Situated below the ridge line of a massive dune on stradbroke Island, This house enjoys a rara and beautiful panorama. Architect Stephen Coffey angled the walls and fanned out the rooms to embrace the ocean, the nearby reef and moreton Island.
WITH A GRADIENT OF ONE IN FOUR and a glorious oceanfacing northeasterly aspect, the site really demanded a dwelling that would double as a lookout. And with such a dramatic incline, a raised split level double storey structure — with decks and glass doors along the entire facade — was the most effective solution.
Architect Stephen Coffey conceived the dwelling as two fan shaped towers linked together, where the front tower is embedded in the rear tower and is vertically separated from it by half a level. Stephen used the symmetrical layout to define the private and shared living zones: the sleeping quarters are in the rear tower, and the living spaces are at the front. In their brief, the clients requested the separation of these zones and the provision of demarcated living zones for themselves and adult guests, and their young children and friends. It was also important that the children’s bedrooms be close to the main bedroom.
To achieve this, Stephen used the back tower to arrange the bedrooms in a two-up two-down formation, each room with its own deck facing the ocean. For privacy the building is rotated 10 degrees towards the north, subtly but effectively obscuring the decks from the neighbours’ outlook. The bathrooms and utility spaces form a service core in the centre of the tower.
The front tower is an elevated open plan two storey structure with the children’s space below and the adults’ area above. The glazed front wall of this tower features a track system that allows the glazed doors to be stacked at the sides for maximum views and ventilation. This wall has no structural function in terms of the rigidity of the building: it simply hangs from the portal frame like a curtain. When the wall is pushed aside, the fan shaped decks on each level can be read as an integral part of the living space. On the upper level, an outdoor dining setting becomes an extension of the lounge area — and its proximity to the kitchen ensures the deck works as a convenient outdoor room.
Viewed from the street, the arrangement of towers and staggered levels creates a series of planes that help break down the visual mass of the building. The poles supporting the decks and overhangs form the vertical elements in a grid where the slightly-curved roofs and balustrades comprise the horizontal lines. The exterior colours have been selected in response to the natural surrounds — grey green and subdued blue treated timber — and a cluster of tall gums creates a leafy backdrop that further softens the visual impact of the building itself.

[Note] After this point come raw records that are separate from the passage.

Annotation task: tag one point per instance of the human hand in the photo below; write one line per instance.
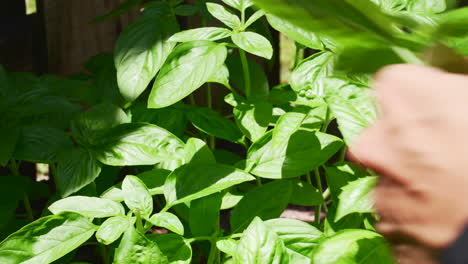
(420, 148)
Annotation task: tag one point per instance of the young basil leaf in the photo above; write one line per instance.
(353, 246)
(168, 221)
(214, 124)
(90, 126)
(227, 245)
(259, 85)
(259, 244)
(46, 239)
(88, 206)
(253, 43)
(204, 215)
(136, 248)
(305, 194)
(303, 151)
(297, 236)
(239, 4)
(196, 150)
(267, 202)
(41, 144)
(186, 184)
(252, 19)
(356, 197)
(205, 33)
(119, 10)
(142, 49)
(311, 73)
(137, 196)
(301, 36)
(224, 15)
(113, 228)
(188, 67)
(138, 144)
(174, 247)
(77, 167)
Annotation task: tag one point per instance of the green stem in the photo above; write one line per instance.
(27, 206)
(245, 69)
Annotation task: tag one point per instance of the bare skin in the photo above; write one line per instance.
(419, 146)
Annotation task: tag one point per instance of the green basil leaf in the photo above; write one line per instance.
(188, 67)
(253, 43)
(239, 4)
(174, 247)
(204, 215)
(297, 236)
(354, 108)
(259, 244)
(112, 229)
(214, 124)
(253, 119)
(227, 245)
(46, 239)
(142, 49)
(340, 174)
(89, 127)
(253, 18)
(224, 15)
(88, 206)
(305, 194)
(356, 197)
(299, 154)
(205, 33)
(138, 144)
(137, 196)
(119, 10)
(259, 85)
(196, 150)
(136, 248)
(76, 168)
(267, 202)
(168, 221)
(41, 144)
(194, 181)
(301, 36)
(353, 246)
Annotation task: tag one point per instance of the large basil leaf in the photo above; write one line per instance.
(138, 144)
(88, 206)
(188, 67)
(194, 181)
(41, 144)
(353, 246)
(297, 236)
(76, 168)
(168, 221)
(112, 229)
(253, 43)
(214, 124)
(353, 106)
(174, 247)
(136, 248)
(205, 33)
(204, 215)
(356, 197)
(267, 202)
(300, 153)
(259, 244)
(46, 239)
(137, 196)
(142, 49)
(300, 35)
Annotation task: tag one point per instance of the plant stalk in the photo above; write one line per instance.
(245, 69)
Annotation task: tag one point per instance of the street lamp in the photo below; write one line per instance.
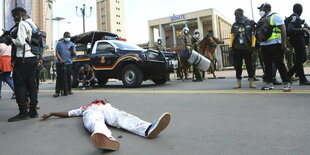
(83, 14)
(252, 10)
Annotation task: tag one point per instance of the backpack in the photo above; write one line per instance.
(37, 42)
(264, 30)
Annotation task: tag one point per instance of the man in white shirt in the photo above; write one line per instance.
(24, 67)
(99, 112)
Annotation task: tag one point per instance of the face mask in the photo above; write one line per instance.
(262, 13)
(67, 39)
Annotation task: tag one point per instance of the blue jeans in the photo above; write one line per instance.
(6, 78)
(86, 78)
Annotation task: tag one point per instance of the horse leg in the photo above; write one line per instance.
(213, 68)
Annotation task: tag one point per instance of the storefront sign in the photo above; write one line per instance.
(177, 17)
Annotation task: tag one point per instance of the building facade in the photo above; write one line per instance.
(111, 16)
(206, 21)
(42, 15)
(37, 10)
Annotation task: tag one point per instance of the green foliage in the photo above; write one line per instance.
(50, 3)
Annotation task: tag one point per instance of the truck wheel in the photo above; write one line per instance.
(74, 83)
(161, 80)
(102, 81)
(132, 76)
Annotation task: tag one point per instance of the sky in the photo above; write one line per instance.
(139, 12)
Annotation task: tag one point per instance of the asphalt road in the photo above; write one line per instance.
(208, 118)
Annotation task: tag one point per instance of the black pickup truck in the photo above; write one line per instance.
(113, 58)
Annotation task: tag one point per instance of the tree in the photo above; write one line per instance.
(50, 3)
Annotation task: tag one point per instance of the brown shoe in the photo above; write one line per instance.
(104, 142)
(158, 126)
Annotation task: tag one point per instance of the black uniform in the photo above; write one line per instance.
(297, 40)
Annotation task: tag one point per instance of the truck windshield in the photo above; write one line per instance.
(126, 46)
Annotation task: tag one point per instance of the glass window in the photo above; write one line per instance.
(104, 48)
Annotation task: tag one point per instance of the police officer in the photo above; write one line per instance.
(187, 49)
(297, 40)
(242, 43)
(195, 46)
(25, 63)
(159, 45)
(274, 48)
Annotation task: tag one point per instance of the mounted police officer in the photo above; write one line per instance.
(242, 43)
(297, 39)
(186, 51)
(195, 46)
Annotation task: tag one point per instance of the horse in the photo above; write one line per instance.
(183, 66)
(207, 47)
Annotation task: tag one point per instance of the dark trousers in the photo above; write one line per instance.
(86, 78)
(63, 79)
(24, 77)
(298, 67)
(239, 56)
(6, 78)
(274, 53)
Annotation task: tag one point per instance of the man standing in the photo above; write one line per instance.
(297, 40)
(242, 42)
(274, 47)
(25, 63)
(87, 76)
(195, 46)
(65, 50)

Internally, the wall colours and upholstery are much bolder, recalling the vibrant tones of the tropics. A special feature is the kitchen bench: formed glass on top of a layer of polished coloured glass chips embedded in a highly durable resin compound.
While the obvious point of focus here is the inspirational view, the house itself is an object that invites the gaze. Down at street level there are the converging horizontal and vertical lines of the facade to admire, while from the decks one looks back into an interior that glows with fresh, vital colours. And the clever, versatile layout of rooms — on a steep, difficult site — has ensured the house not only looks the part, but does the job it was designed to do.